Enron justifiably evoked the ire of America. There was even an Enron Joke Book. Seriously. It's in the Library of Mistakes. It's not a particularly enlightening joke book. Most of the jokes are variations on lawyer jokes, like:
Q: Why do they bury Enron senior executives at least 20 feet underground?
A: Deep down they are really good people.
But some jokes illuminate just went wrong at Enron:
Guy finds a genie bottle on the beach and rubs it. Genie pops out and says, "Thank you for releasing me. I will grant you one wish."
Guy says, "I love Hawaii, but it's such a pain to fly there. If you could build me a bridge from San Diego to Hawaii, that'd be really convenient."
Genie says, "That's physically not possible. There is not enough cement and steel in the world to build such a bridge. And the struts would need to go thousands of feet down to the bottom of the ocean. My apologies. Can you try another wish?"
Guy says, "Well, there's another thing. I lost a lot of money in Enron. I'm baffled by the whole scandal. I'd like to understand their business model. How did they accelerate revenue recognition? How did they hide their liabilities offshore? How did their individual business units work? How did they do all those wildly irregular partnership transactions right under the nose of the largest CPA firms in the world and still not get caught? Why did it take so long for the SEC and other regulators to catch up with them? I want to know everything that made Enron tick!"
Genie thinks about it. "About that bridge to Hawaii. Would you like two lanes or four?"
Put it all together - the Enron papers, the senate hearing transcripts, the tell-all books (some of which, as it turns out, had plenty of misinformation), the joke book - and you have a pretty clear outline of the mistakes.
Enron provides lessons that are still relevant. These days AI and Tech companies are all saying, "We are doing things a new way, and you cannot possibly understand it. So let us just do what we want. "
I'm just a plebe. I don't know what the proper response to this statement is. All I know is, "OK, go ahead!" is not it.
The Library
I find it oddly comforting that the Library of Mistakes exists ... and not just because it gives a good scratch for my itchy brain.

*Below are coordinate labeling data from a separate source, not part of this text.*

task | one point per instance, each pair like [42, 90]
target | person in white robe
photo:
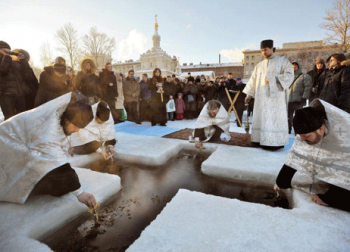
[321, 152]
[98, 136]
[268, 85]
[34, 151]
[212, 123]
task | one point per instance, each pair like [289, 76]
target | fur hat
[307, 120]
[60, 65]
[3, 44]
[266, 43]
[79, 113]
[102, 111]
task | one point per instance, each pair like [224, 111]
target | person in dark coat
[157, 104]
[32, 86]
[109, 89]
[145, 99]
[317, 78]
[239, 104]
[87, 83]
[190, 92]
[336, 87]
[52, 82]
[222, 95]
[13, 77]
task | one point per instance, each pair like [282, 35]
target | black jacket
[108, 85]
[50, 86]
[336, 87]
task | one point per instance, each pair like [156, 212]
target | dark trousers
[131, 109]
[12, 105]
[58, 182]
[292, 106]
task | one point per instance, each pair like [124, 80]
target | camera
[13, 53]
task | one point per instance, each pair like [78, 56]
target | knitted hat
[60, 65]
[79, 113]
[3, 44]
[266, 43]
[102, 111]
[307, 120]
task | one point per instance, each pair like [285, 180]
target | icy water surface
[146, 191]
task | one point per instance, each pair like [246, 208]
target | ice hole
[146, 190]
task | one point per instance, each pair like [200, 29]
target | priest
[268, 85]
[212, 124]
[321, 151]
[34, 151]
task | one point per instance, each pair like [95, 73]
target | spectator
[13, 76]
[190, 92]
[145, 99]
[157, 99]
[131, 94]
[52, 82]
[87, 82]
[109, 89]
[336, 87]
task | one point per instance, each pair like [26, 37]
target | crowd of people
[277, 91]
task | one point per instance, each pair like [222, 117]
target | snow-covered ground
[193, 221]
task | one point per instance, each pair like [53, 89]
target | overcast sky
[196, 31]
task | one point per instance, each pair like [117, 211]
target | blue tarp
[145, 130]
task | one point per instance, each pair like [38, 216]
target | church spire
[156, 37]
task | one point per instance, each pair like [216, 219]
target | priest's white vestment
[270, 117]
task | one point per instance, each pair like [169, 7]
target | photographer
[12, 81]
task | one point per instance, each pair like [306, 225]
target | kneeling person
[212, 124]
[98, 136]
[321, 150]
[34, 151]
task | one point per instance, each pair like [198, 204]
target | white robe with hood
[270, 117]
[32, 144]
[94, 131]
[329, 160]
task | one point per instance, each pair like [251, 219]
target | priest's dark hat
[266, 43]
[307, 120]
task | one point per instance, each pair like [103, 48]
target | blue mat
[144, 130]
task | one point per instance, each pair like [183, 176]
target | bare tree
[69, 44]
[337, 21]
[99, 46]
[46, 55]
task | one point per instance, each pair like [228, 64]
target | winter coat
[86, 81]
[169, 89]
[51, 86]
[336, 87]
[13, 76]
[145, 93]
[317, 79]
[108, 85]
[131, 86]
[180, 106]
[212, 92]
[301, 86]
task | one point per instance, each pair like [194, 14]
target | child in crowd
[170, 108]
[180, 107]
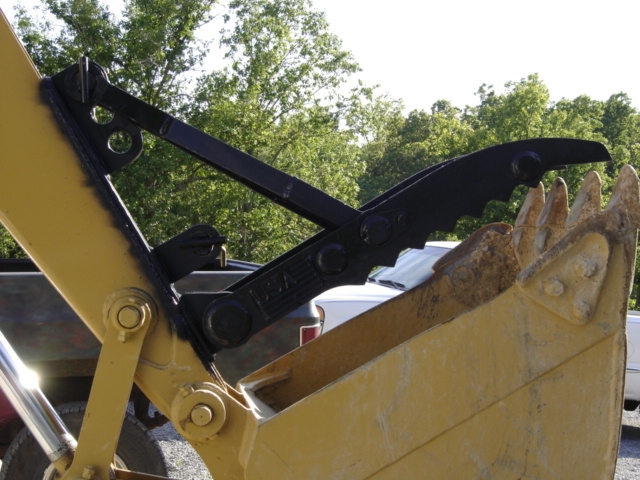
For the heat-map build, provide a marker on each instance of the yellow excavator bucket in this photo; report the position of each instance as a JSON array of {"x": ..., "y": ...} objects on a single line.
[{"x": 507, "y": 363}]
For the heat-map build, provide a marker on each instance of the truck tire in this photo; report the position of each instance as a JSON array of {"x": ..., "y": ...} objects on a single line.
[{"x": 137, "y": 449}]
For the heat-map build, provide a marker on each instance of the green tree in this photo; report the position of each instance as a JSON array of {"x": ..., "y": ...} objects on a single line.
[{"x": 278, "y": 98}]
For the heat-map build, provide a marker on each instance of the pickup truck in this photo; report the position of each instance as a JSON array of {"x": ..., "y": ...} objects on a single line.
[{"x": 54, "y": 343}]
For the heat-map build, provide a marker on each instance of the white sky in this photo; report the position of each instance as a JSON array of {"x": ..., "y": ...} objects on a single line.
[{"x": 424, "y": 50}]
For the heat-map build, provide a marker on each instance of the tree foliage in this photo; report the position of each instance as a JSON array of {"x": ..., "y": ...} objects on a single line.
[
  {"x": 277, "y": 97},
  {"x": 278, "y": 93}
]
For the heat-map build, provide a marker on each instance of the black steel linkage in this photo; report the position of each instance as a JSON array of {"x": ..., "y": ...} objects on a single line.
[
  {"x": 286, "y": 190},
  {"x": 402, "y": 218},
  {"x": 353, "y": 240}
]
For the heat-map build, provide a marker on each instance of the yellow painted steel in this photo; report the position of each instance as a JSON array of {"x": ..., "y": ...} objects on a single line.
[
  {"x": 49, "y": 205},
  {"x": 493, "y": 368}
]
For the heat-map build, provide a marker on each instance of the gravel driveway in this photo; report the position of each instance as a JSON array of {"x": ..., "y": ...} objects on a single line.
[{"x": 184, "y": 463}]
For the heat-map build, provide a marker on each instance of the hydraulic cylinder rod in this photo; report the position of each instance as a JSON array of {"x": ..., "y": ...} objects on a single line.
[{"x": 21, "y": 389}]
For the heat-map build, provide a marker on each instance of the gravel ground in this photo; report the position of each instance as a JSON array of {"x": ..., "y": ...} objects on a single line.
[{"x": 184, "y": 463}]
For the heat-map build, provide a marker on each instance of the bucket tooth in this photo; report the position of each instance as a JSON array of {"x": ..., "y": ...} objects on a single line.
[
  {"x": 553, "y": 218},
  {"x": 525, "y": 229},
  {"x": 626, "y": 193},
  {"x": 588, "y": 200}
]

Edinburgh is filled with statues of successful old white guys. I suppose they are inspiring to some. The seagulls seem to like them anyway. And hey, better they poop on the statue's head than mine.
It's a sign of maturity that Edinburgh constructs a paeon to mistakes as well. At the very least, it shows they have a sense of humor ... one that America could learn from. But at the most, the Library of Mistakes is there to keep us humble. We do not know everything, we didn't do everything right, we've been conned. Mistakes were made.